Cell migration and invasion assays
Transwell assay was used to investigate the migration and invasion of GC cells. Different group GC cells were put on the upper Matrigel-coated invasion chambers or non-coated migration chambers (BD Biosciences, USA), respectively. 500 μl of DMEM medium containing 10% FBS was put in the lower chamber, and the serum-free medium was put in the upper chamber. The non-invasive cells were wiped off by cotton swabs after 48 hours of incubation. The migrating and invading cells were fixed with 95% ethanol, stained with 0.1% crystal violet. The number of migratory and invasive cells in the lower chamber were counted under an inverted microscope (×100). The experiments were independently repeated three times.
The total protein of treated cells was extracted using a radioimmunoprecipitation assay (RIPA) kit (Beyotime, China). The sample of protein was separated by electrophoresis on 10% sodium dodecyl sulfate-polyacrylamide gel electrophoresis (SDS-PAGE) and then transferred to polyvinylidene difluoride (PVDF) membrane (Millipore, USA). Followed by the blocks with skimmed milk, the membranes were incubated with primary antibodies (Cell Signaling Technology, USA) overnight at 4°C. After being washed with Tris-buffered Saline with Tween 20 (TBS-T) for three times, the membranes were incubated with secondary antibody at 24°C for 1 hour. The protein blot on the membrane was exposed by chemiluminescence.
The total RNA was extracted from the ASCs with an RNeasy Mini Kit and then transcribed reversely with a SuperScript III kit (Invitrogen, CA). QRT-PCR was performed with a polymerase chain reaction instrument (Opticon CFD-3200, MA). The primer sets included: H19: forward, GCCGAGTTCGCTAGGCAAGCA; reverse, CTCAACTGGTGTCGTGGA. miR-194: forward, ACAGCAACTCCATGTGG; reverse, GAACATGTCTGCGTATCTC. E2F3: forward, AGCGGTCATCAGTACCTCTCAG; reverse, TGGTGAGCAGACCAAGAGACGT. PCNA: forward, CAAGTAATGTCGATAAAGAGGAGG; reverse, GTGTCACCGTTGAAGAGAGTGG. Vimentin: forward, CCTCCAGAGTTTACTGCCATGAC; reverse, GTAGGATCTCCGCCACTGATTC. N-cadherin: forward, AGGCAAAGCAGGAGTCCACTGA; reverse, ATCTGGCGTTCCAGGGACTCAT. β-actin: - forward, TCAGGTCATCACTATCGGCAAT; reverse, AAAGAAAGGGTGTAAAACCA. The relative expression of amplified RNA samples was calculated using the 2−ΔΔCT method, and β-actin was used as the internal control. All experiments were done in triplicate.
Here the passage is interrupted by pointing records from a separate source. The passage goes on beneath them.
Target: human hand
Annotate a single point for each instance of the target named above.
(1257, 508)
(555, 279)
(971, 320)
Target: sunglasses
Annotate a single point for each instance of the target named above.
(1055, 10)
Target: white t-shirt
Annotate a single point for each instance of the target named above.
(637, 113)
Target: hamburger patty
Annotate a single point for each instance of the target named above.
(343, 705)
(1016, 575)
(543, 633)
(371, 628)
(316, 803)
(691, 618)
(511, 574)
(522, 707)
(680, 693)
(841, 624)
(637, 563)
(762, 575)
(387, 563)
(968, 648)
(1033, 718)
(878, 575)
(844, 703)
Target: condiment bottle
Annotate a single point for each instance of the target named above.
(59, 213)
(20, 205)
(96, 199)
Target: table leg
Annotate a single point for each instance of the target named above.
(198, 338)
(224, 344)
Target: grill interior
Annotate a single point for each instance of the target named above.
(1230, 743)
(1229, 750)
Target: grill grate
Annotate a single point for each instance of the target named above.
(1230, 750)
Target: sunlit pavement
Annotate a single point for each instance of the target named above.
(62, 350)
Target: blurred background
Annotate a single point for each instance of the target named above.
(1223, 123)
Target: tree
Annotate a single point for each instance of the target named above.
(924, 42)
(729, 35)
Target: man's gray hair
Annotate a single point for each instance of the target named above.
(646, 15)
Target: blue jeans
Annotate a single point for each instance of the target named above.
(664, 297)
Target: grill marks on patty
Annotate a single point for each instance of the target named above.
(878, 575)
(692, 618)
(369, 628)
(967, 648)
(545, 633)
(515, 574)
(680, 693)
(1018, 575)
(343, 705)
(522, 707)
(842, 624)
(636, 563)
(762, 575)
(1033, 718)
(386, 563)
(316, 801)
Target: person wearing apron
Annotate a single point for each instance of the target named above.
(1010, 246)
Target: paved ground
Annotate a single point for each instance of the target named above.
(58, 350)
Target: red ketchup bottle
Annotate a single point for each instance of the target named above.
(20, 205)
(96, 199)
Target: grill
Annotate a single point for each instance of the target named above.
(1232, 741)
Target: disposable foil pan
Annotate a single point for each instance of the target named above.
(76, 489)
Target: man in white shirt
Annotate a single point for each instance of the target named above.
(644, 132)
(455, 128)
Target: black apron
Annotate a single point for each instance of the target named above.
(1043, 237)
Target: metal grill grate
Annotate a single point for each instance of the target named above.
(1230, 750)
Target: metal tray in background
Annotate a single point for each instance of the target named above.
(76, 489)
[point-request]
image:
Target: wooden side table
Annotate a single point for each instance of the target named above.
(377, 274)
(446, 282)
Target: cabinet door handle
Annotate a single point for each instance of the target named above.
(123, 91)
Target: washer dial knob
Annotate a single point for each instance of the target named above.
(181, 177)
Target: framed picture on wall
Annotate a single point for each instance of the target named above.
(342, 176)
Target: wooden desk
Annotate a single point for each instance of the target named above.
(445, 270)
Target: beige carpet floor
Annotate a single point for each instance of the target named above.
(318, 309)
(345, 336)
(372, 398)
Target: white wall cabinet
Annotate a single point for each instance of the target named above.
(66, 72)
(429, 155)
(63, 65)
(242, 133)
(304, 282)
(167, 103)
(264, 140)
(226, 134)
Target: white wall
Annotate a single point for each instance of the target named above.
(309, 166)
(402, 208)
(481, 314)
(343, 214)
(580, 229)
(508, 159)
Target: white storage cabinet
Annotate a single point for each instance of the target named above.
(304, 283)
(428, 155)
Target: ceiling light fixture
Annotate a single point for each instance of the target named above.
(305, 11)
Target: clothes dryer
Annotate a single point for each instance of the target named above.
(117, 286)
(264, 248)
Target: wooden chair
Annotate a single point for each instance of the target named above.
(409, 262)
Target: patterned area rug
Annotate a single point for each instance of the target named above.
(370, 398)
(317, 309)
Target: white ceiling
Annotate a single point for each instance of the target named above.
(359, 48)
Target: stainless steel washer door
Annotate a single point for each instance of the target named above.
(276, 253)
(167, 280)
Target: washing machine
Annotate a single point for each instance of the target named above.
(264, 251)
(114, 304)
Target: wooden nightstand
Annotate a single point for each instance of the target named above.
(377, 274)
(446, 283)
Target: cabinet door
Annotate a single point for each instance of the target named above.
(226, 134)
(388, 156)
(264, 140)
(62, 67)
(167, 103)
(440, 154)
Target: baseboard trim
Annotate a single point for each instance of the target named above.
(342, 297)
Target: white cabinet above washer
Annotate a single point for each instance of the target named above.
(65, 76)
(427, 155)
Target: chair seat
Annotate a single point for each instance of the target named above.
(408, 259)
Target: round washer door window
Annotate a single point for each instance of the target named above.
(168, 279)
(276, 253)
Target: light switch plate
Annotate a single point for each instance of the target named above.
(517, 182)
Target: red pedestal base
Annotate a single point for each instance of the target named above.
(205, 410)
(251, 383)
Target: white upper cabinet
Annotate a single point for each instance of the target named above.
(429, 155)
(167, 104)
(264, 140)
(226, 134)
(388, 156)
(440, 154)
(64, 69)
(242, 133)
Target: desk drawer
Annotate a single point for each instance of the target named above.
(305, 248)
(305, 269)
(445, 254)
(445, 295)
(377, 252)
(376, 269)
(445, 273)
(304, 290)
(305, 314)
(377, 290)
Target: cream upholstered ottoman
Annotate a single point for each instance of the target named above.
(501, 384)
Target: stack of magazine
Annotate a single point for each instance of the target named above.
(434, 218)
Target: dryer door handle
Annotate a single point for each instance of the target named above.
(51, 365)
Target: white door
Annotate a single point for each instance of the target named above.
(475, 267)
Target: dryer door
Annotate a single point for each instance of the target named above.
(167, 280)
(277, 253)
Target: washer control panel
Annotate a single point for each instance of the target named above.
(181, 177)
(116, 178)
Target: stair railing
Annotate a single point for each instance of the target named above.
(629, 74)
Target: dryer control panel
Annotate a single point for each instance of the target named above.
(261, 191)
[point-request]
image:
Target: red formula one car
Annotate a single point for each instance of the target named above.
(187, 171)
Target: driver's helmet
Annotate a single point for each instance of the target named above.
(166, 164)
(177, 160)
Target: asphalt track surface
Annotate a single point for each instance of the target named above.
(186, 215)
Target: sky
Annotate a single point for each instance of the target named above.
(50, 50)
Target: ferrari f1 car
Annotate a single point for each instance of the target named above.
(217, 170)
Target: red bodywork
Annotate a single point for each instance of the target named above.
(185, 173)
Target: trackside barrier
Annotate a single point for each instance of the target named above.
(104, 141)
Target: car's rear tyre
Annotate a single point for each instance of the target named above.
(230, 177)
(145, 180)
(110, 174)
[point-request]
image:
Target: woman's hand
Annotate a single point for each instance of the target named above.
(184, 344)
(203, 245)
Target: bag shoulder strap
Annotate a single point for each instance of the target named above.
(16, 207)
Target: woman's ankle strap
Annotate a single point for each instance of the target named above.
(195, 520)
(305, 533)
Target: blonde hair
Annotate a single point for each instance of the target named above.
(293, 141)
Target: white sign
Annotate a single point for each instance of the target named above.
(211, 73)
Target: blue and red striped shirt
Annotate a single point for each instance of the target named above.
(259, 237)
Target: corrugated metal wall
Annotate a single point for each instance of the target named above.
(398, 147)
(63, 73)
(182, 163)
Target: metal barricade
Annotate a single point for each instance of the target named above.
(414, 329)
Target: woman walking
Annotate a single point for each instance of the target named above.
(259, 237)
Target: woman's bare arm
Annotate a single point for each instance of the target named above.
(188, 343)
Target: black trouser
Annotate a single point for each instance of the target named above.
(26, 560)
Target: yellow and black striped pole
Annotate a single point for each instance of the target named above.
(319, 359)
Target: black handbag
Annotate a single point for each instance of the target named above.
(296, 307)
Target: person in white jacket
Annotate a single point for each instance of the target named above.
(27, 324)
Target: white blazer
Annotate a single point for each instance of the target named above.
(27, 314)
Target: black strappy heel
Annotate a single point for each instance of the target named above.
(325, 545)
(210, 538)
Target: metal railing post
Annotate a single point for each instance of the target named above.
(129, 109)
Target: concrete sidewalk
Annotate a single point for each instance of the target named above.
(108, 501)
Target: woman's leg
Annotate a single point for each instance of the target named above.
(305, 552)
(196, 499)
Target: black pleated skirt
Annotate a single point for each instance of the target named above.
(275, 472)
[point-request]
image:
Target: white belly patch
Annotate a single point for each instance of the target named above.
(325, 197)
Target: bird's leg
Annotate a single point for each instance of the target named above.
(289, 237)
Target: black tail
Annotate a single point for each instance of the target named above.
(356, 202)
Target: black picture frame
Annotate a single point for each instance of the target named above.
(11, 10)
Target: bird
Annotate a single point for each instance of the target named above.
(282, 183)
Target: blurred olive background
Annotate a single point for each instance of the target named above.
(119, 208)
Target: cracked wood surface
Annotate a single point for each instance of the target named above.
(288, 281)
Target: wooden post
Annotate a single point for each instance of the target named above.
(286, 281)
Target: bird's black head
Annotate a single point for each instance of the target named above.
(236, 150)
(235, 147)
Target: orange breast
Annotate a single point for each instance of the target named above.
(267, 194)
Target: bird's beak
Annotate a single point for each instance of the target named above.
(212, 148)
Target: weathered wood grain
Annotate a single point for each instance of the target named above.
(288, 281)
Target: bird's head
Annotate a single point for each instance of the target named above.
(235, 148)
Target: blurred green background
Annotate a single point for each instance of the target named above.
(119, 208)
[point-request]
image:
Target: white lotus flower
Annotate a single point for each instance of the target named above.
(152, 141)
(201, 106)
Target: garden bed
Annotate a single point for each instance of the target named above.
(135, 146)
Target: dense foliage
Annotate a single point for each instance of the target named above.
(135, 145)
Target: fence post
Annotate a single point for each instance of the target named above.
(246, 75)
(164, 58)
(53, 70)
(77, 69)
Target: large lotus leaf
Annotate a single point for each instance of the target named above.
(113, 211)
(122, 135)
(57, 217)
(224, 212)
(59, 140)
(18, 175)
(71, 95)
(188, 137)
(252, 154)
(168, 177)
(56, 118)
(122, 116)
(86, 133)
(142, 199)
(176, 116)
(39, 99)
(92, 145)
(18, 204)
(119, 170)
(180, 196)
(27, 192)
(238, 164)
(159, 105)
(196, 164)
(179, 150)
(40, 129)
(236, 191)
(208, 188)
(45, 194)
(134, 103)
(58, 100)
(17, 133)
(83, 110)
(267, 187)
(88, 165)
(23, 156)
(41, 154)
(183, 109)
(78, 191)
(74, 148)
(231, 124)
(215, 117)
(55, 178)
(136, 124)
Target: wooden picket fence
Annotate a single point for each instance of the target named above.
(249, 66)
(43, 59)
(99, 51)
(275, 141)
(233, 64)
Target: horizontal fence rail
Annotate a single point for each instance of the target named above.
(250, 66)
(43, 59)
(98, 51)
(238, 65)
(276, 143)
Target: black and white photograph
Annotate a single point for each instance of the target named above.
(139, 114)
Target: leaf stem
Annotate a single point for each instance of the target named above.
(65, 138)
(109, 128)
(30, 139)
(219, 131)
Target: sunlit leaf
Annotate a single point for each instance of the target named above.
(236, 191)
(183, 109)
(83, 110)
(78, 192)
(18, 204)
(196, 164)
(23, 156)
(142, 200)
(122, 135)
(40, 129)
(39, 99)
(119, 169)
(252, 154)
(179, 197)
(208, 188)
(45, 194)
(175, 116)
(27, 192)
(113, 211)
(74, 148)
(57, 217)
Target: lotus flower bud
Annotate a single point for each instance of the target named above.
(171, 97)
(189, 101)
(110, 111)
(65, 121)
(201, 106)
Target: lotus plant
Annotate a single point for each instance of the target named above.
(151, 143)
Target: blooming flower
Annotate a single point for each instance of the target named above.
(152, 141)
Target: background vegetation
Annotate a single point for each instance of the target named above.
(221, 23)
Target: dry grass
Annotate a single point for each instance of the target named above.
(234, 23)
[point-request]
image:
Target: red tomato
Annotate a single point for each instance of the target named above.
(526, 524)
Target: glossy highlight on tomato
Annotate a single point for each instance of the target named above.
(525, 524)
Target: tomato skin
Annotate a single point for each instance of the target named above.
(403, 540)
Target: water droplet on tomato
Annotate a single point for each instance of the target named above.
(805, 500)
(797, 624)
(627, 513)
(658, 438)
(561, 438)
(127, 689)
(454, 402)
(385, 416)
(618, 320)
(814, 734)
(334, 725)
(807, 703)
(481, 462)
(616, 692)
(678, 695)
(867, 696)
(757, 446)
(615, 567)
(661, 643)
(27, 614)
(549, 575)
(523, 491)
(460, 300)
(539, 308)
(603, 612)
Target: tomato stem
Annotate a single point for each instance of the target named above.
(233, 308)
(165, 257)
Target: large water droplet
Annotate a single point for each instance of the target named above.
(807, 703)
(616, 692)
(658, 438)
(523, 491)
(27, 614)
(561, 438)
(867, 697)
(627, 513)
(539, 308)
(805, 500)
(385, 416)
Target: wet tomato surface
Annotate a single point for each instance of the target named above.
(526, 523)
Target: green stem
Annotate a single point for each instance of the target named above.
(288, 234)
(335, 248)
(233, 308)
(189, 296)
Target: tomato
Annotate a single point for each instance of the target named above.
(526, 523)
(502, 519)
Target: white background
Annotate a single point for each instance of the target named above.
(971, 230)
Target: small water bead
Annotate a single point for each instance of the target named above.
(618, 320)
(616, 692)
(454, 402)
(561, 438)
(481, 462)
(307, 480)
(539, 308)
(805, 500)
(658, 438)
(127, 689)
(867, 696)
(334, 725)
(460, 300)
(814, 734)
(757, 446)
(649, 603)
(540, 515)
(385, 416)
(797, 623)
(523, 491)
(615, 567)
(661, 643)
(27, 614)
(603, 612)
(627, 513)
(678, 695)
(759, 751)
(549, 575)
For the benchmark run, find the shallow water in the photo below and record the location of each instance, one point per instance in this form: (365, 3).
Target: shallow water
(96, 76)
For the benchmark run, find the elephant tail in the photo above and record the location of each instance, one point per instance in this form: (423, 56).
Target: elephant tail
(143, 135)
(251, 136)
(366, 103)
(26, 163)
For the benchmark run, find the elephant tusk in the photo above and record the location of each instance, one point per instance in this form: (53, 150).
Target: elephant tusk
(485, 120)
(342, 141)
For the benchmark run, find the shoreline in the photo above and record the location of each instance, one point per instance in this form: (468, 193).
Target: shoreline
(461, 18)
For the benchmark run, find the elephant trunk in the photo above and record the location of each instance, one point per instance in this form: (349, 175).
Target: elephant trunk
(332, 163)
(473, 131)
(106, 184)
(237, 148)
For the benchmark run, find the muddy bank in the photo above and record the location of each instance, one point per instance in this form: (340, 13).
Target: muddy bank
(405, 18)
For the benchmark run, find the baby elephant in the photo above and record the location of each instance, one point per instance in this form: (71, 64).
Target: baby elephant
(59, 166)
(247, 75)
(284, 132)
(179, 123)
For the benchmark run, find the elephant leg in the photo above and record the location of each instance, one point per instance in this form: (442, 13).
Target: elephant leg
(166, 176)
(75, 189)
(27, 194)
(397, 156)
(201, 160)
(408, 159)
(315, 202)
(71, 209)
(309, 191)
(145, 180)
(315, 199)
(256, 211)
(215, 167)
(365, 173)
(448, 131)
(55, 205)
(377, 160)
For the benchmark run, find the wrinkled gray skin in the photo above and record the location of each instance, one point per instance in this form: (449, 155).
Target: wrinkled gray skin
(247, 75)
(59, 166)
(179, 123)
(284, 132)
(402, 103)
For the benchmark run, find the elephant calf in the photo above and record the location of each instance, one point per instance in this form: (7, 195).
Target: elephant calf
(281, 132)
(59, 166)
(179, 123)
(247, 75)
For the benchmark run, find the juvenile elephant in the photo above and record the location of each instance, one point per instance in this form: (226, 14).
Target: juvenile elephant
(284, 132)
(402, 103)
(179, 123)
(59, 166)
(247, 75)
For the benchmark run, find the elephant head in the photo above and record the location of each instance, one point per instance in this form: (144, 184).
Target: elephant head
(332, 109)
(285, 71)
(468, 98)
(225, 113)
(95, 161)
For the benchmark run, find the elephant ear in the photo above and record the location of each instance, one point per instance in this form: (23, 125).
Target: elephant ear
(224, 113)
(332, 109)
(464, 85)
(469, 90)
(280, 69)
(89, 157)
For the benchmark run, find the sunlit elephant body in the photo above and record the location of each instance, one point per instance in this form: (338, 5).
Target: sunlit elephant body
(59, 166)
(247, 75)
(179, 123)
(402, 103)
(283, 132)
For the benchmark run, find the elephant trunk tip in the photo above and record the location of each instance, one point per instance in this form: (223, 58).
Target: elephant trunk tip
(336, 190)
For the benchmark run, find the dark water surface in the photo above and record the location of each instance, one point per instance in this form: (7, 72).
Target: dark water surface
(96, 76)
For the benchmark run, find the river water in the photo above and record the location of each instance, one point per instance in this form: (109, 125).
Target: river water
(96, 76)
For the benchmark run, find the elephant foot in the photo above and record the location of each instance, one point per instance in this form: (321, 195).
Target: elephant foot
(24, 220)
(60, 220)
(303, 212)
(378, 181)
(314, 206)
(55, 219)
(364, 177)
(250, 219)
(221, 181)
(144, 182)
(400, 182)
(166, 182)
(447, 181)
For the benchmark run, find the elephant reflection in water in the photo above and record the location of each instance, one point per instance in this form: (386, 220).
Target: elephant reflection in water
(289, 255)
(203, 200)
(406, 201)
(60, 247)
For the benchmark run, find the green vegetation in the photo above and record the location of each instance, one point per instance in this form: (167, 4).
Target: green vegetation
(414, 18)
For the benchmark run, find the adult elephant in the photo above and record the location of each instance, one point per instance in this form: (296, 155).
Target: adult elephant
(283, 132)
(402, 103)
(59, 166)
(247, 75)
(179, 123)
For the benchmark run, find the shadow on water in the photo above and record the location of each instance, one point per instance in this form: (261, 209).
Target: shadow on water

All numerical data were expressed as the mean ± standard error of mean (SEM), and qualitative data were expressed as n (%). A comparison between the treatment groups of numerical data was analyzed by independent t-tests or 1-way or repeated-measures analysis of variance (ANOVA). Comparison between the treatment groups of qualitative data were analyzed by chi-square tests, and Fisher’s exact tests were used for correction if necessary. All p-values were 2-tailed, and p-values less than 0.05 were considered statistically significant. For all statistical calculations, p-values were determined using SPSS (version 18.0 for Windows; SPSS, Inc., USA).